[Xapian-discuss] XAPIAN_FLUSH_THRESHOLD

Tue Jun 12 00:00:38 BST 2007

On Mon, Jun 11, 2007 at 02:42:33PM -0700, Kevin Duraj wrote:
> I have been using to index XAPIAN_FLUSH_THRESHOLD for 10 million
> documents over 6 months and it works fine and fast until the Xapian
> version 1.0. It used to take 50 minutes to index 10 million documents.
> By installing Xapian 1.0.0.  ... now 10 million documents takes approx
> 16 hours to index.

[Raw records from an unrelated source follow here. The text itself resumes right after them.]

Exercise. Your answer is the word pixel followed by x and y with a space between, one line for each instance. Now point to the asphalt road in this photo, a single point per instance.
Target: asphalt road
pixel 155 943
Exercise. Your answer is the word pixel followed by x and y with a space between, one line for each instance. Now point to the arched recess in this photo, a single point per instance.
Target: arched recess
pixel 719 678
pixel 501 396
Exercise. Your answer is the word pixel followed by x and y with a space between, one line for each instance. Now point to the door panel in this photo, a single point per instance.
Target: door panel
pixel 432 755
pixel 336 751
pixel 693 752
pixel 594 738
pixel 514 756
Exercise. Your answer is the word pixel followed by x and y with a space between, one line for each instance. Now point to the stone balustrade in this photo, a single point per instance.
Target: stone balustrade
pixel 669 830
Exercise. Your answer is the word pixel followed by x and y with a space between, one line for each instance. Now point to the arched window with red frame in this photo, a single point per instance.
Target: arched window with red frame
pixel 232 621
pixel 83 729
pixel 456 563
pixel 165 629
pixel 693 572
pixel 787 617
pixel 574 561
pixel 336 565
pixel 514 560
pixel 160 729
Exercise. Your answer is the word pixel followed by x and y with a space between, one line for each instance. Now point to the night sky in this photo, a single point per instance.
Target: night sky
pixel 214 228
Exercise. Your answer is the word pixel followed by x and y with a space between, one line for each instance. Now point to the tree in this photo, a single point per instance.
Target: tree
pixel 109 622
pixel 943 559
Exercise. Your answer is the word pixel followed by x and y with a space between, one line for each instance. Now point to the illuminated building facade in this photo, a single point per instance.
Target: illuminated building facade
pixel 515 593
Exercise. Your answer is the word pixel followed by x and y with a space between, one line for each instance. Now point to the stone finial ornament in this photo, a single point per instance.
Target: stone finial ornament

I was looking for bugs in my code but saw that very
> little memory has been used even when threshold was set to 10 million.

This doesn't make sense to me.  Yes, the compression will use more CPU
time, but it shouldn't make much difference to the process size.

A lot of things changed in Xapian 1.0.0, not just compression.  So it
would be useful if you could profile so we can actually see where the
extra time is spent, rather than just guessing.

If you're on Linux, the best tool seems to be oprofile, because it
samples the whole system (kernel and userland).  I believe a 2.6
kernel is needed for best results - just run your indexer under oprofile
with the callgraph enabled (call opcontrol with --callgraph=12 or
some suitable stack depth, then run opreport with --callgraph).

This should show exactly where the extra time is being sent.

> I have installed Xapian 1.0.1 it seems to be using more memory that is
> good.

There weren't any relevant changes to flint between 1.0.0 and 1.0.1
so it seems unlikely you'd see any real difference.

> What might be large for you is small for others. I want to be
> able to index 1 billion of documents in reasonable time.

Incidentally, you'll probably get there fastest by building a number of
smaller databases and merging them using xapian-compact.

> Either Xapian 1.0 does not take in account the threshold or the
> compression that was introduced takes too much time. We need to have
> option in environmental variable to disable any compression.

Perhaps.  More likely the thresholds at which to use the compression
just need tuning, as I've said before.

The most obvious value to play with is COMPRESS_MIN in
backends/flint/flint_table.cc which is currently 4.  I've not tried
experimenting with different values, so it would be interesting to
see some real world benchmarks.

> - I do not care how large the index is, and that compression reduce the 
> size.
> - I care how much time it takes to index 10-100 million of documents
> per one index.

There is a connection between the two though.  Up to a point,
compression will increase indexing speed, because disks are slow
compared to CPUs and RAM.

Cheers,
    Olly